Visit to the Back-to-Backs
As part of the Children in Movement programme, we have been taking some of our young participants to visit one of our city's most important heritage sites, the Birmingham Back-to-Backs. If you haven't visited before, I'd definitely recommend it. Its a great way to learn more about the everyday lives of ordinary Brummies throughout recent history. Large communities of people who migrated to the city from different parts of the world also lived in these houses, and so the trip was especially useful for us in thinking about experiences of living in Birmingham as a migrant and how these have changed over time.
The first back-to-backs were built in the early 19th century as a cheap and space-efficient method of creating thousands of new houses to accommodate the city's rapidly expanding population due to growing industrialisation. Most were built in centre or inner city areas such as Digbeth, Ladywood, Handsworth, Aston, Small Heath and Highgate. Essentially, they are red brick terraced houses grouped around a small central courtyard. Around the edge of the courtyard were shared facilities such as toilets and a washing room. Built onto the back of each other, each house was only one room deep and spanned over two or three floors.
After being homes to several generations of families and workers over the years, in the 1960s the back-to-backs were declared unfit for habitation (though the ground floors were still used as shop fronts and taxi ranks) and many residents were moved to new council housing estates. Gradually the back-to-backs were demolished to make way for the long rows of terraced housing that we know today.
Now restored and preserved as a museum by the National Trust, the back-to-backs on the corner of Hirst Street and Inge Street are the last to survive. The above photo shows the state that these houses had fallen into before restoration. A tour guide, whose own grand parents had lived in back-to-backs, showed us around the houses and told us about the residents that had lived there. Each of the houses has been preserved in the style of a particular time period, allowing us to see how conditions and lifestyles changed over time. Unlike most National Trust properties, the museum teaches us about the history of the lives of ordinary working people as opposed to the royal and aristocratic.
The tour guide first took us back to 1840, to a house that had been rented by a fairly well-to-do Jewish family. At this time around the Hirst Street area there had been a large Jewish population, most of them tailors. Often courts of houses were occupied by people of the same trade, which often also meant of the same heritage – for example we learnt that in Digbeth there were whole courts occupied by Irish families, and other courts by Italians, whose trade was barometer-making. Other courts though were made of up workers of all different trades (Birmingham was known as 'the city of a thousands trades', but in reality there were over two thousand). The picture below shows a workstation in the bedroom of the family's two sons, who were apprentices in making parts for clocks. With only candlelight available at this time, they needed all the natural light they could get.

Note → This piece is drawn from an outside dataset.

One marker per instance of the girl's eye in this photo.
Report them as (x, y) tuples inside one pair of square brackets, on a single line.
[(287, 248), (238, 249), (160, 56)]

The second house we were taken to next door was set in 1870. This had been rented by a family whose trade was glassmaking. They were less wealthy and with a much larger family – 10 children in total! Overcrowding was a huge issue in these tiny houses. The tour guide told us how one bedroom in this house was shared between 5 children and 2 lodgers (with only a hanging sheet to separate them), and family members would stay out of the house as much as possible during the day as there was simply not enough space for all. There was also the problem of bugs which bit your skin and were difficult to get rid of. However, by this time gas lamps had been invented (which mainly used whale oil) and were even installed through piping fixtures.
The final house we were showed around skipped forward to 1930, where electricity was now used for lighting and where there were lots of household accessories that were more familiar and recognisable to us.
For our final stop we were taken to a workshop that had been owned by a tailor called George Saunders, which we found particularly interesting for our Children in Movement project. George had moved to Birmingham from St. Kitts in the Caribbean in the 1950s, and had made this back-to-back house his textile studio and tailors shop in the 1970s. Everything in the property had been preserved just as he had left it, at his request, and we weren't allowed to touch or disturb any of it.
George was the last person to leave the property before it became a museum, which he did in 2001. Sadly he died two years ago whilst in his 80s, but an oral history recording still remains (recorded by Helen Lloyd who trained us in oral histories). In it he talks about his experiences of applying for a job in Birmingham in the early days of his arrival here from St.Kitts and the racist attitudes he initially faced.
I found the whole visit extremely valuable. It helped us to better understand the history of our city - how people lived throughout time, what trades they worked, how the city was organised, and where people migrated from and why. We hope that the stories we collect through Children in Movement will play an equally important role in preserving people's histories for future generations.